Why This Job is Featured on The SaaS Jobs
This Senior AI/MLOps Engineer role sits at a core SaaS intersection: taking applied machine learning for search and turning it into dependable, observable services that can be operated continuously. In the SaaS ecosystem, that “production ML” layer is where product differentiation meets platform reliability—especially for search, ranking, and recommendations that must perform consistently under real user traffic.
From a SaaS career standpoint, the work builds durable leverage: lifecycle ownership from packaging and deployment through monitoring, rollback strategies, and cost/performance trade-offs in cloud environments.
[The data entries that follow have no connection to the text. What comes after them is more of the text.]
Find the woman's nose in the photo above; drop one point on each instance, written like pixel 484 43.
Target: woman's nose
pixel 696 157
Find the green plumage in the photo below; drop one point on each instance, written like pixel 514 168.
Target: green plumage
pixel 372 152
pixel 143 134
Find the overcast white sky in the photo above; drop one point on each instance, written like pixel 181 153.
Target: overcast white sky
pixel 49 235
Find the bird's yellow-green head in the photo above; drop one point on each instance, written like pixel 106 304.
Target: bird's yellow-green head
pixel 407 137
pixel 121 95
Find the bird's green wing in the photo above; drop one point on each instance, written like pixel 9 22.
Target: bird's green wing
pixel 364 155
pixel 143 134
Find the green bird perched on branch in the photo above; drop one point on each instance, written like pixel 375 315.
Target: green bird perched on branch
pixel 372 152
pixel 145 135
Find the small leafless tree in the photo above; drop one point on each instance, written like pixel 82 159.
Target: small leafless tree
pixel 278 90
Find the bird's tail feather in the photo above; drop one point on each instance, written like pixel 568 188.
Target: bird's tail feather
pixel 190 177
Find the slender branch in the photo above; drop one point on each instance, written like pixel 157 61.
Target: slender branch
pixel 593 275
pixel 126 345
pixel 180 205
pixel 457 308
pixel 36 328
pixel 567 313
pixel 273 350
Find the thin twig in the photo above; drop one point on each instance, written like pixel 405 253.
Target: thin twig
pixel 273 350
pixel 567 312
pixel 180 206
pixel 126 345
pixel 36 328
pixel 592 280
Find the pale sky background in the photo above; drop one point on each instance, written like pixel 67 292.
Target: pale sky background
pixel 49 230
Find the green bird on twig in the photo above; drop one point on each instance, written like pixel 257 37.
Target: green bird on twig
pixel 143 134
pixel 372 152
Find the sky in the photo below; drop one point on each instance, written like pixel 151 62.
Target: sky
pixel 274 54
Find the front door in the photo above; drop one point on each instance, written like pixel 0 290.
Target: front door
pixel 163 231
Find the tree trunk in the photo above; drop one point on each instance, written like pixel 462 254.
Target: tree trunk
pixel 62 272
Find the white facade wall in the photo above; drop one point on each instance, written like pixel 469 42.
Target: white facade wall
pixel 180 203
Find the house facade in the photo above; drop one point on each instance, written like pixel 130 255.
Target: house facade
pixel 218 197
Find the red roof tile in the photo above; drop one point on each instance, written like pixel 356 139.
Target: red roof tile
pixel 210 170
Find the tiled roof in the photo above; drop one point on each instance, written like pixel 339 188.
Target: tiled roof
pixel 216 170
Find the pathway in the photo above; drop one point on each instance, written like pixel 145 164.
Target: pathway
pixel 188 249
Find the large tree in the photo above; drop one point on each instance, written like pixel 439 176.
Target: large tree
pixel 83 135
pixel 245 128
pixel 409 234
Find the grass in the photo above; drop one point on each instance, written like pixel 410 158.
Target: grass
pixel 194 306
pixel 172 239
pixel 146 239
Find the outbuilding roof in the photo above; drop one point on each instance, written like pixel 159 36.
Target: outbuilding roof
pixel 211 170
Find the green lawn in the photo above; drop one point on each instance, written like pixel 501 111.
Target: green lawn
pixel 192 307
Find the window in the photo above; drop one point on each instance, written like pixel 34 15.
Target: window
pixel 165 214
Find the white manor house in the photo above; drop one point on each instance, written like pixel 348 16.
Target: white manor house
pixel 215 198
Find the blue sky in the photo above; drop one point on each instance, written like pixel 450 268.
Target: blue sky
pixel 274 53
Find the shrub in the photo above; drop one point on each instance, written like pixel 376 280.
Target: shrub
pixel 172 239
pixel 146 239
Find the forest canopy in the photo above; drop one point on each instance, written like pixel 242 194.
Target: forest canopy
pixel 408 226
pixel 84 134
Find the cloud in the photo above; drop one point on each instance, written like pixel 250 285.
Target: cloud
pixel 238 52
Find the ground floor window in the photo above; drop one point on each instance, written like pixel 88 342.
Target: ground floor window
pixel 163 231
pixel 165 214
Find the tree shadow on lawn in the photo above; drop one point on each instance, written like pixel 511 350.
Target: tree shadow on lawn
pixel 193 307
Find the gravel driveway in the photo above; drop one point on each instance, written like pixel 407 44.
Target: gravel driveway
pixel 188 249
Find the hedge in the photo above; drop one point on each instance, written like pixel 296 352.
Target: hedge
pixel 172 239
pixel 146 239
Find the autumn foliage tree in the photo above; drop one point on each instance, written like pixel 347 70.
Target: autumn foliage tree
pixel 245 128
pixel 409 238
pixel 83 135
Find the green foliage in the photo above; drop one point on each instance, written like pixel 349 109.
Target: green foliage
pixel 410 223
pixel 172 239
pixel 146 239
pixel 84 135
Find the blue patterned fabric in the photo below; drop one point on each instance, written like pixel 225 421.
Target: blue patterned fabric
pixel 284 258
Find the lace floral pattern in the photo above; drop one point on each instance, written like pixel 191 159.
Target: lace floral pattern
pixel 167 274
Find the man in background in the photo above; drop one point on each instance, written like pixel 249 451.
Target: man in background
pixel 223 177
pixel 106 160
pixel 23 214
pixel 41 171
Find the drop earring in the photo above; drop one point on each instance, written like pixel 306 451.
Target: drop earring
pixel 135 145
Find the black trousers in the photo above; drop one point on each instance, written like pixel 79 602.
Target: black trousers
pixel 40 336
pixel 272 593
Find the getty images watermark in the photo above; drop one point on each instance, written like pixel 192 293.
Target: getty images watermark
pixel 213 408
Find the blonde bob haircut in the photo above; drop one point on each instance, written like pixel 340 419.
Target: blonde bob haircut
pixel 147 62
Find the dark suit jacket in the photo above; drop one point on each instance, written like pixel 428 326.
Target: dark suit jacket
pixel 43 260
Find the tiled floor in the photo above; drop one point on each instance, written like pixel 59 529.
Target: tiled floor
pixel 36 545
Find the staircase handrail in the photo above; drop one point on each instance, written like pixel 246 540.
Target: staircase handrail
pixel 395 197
Experience designing CI/CD for ML workloads, defining service-level indicators, and managing model versioning translates across many SaaS categories that are adding AI features without compromising uptime or governance. The role also connects engineering decisions to product iteration via experimentation and analytics, a common operating model in mature SaaS teams.
This position is best suited to an engineer who prefers end-to-end responsibility and operational rigor over isolated model development. It fits someone comfortable collaborating across data science, product, and reliability functions, and who values repeatable systems—pipelines, tooling, and standards—more than one-off deployments. The hybrid expectation also signals a working style that blends independent execution with periodic in-person alignment.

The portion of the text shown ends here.